South Africa is extremely rich in culture and tradition and, as a result, a large number of its population turns to traditional healers for personal and healthcare assistance. A situation may therefore arise where such a healer directs a person to stay at home, or away from the workplace, for a certain period of time and thereafter provides a sick note to the person to be submitted to his or her employer as a justification for his or her absence.
The question thus arises as to whether the employer is obliged to accept such a note from a traditional healer.
Besides being regulated by section 22 of the Basic Conditions of Employment Act, No 75 of 1997 (hereinafter BCEA), it is common knowledge and practice that a medical certificate for the purposes of sick leave is required in certain instances in order to avoid unpaid leave. This section, read with section 23, of the said Act provides the following:
(1) An employer is not required to pay an employee in terms of section 22 if the employee has been absent from work for more than two consecutive days or on more than two occasions during an eight week period and, on request by the employer, does not produce a medical certificate stating that the employee was unable to work for the duration of the employee’s absence on account of sickness or injury.
(2)The medical certificate must be issued and signed by a medical practitioner or any other person who is certified to diagnose and treat patients and who is registered with a professional council established by an Act of Parliament.
To understand the section, one must determine what constitutes a valid, issued and signed medical certificate. For a medical certificate to be legally valid, as provided by section 23 (1) and (2) of the BCEA, it must meet the following requirements:
– the medical certificate must be issued and signed by a medical practitioner or any other person who is certified to diagnose and treat patients and who is registered with a professional council established by an Act of Parliament;
– the medical certificate must explicitly state that the employee was unable to work or perform his/her employment duties, for the duration of the employee’s absence due to sickness or injury.
Based on the lack of an established professional council as required by section 23 of the BCEA traditional healers are not permitted to issue medical certificates or sick notes as proof of incapacity of an employee for the purposes of sick leave.
The Traditional Health Practitioners act no 22 of 2007 which has not yet been promulgated and which accordingly is not yet in force is intended to protect the interests of members of the public who use the services of traditional health practitioners. It will, inter alia, make it an offence for traditional health practitioners to practice without being registered as such. This will bring a certificate issued by a registered traditional healer within the ambit of the BCEA and employers will have to accept such certificate. However, until such time as the act becomes operational and traditional healers can be registered, employers, as indicated above, will not have to accept a certificate by a traditional healer as a medical certificate.
However, cognizance has to be taken of the judgement in Kievits Kroon Country Estate (Pty) Ltd v Mmoledi and Others  1 All SA 636 (SCA). In this case Ms Mmoledi, who was employed as a chef de partie at Kievits Kroon Country Estate, requested five week’s unpaid leave in order to become a traditional healer. Her request was declined by Kievits for the reason that she worked in a high pressure environment as the estate had three kitchens which can, in total, accommodate up to 610 guests making her attendance imperative. In support of her application for the leave, she submitted two letters. The first letter was from her traditional healer, Mrs Agnes Mamoreroa Masilo, stating as follows:
“This serves to certify that Johanna Mmoledi was seen by me on 13-01-07 and diagnosed to have premonitions of ancestors. He/she under my treatment from 13-01 to 8th July 2007. He/she will be ready to assume work on 8-07-2007.”

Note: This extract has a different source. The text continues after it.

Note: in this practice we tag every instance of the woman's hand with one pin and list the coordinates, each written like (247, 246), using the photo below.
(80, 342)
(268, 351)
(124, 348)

The second letter was also from Mrs Masilo, which read:
“I hereby inform you of the graduation of the abovementioned patient. I am asking you to please give her days from the 4th of June to the 8th of July 2007 to complete her initiation school final ceremony to become a traditional healer.”
These letters were not accepted on the basis that they were not from a medical doctor. She, however, took time off despite the refusal of the leave. She was consequently summoned to a disciplinary hearing and dismissed.
She referred the matter to the CCMA for unfair dismissal where the arbitrator held that her absence from work was justified. Kievits applied to the Labour Court to have the award reviewed and set aside, but the Labour Court held that the award was within reason, and therefore dismissed the application. They then appealed to the Labour Appeal Court but the Court held that the Labour Court’s conclusions were supported by valid reasons and dismissed the appeal. Kievits then went further by appealing to the Supreme Court of Appeal (SCA). The SCA held that the employer should not have regarded the traditional healer’s letters as “meaningless” simply because they were not issued by a medical practitioner and should have seen the importance of the letters or the matter and attempted to understand what they meant instead of summarily rejecting them. Had the employer done that, then the employer may have been able to accommodate the employee’s request. The appeal was accordingly dismissed with costs.
The solution would thus be for employees and employers to discussion the situation, to consider the reason and merits of the application and to only then take a decision as to the way forward.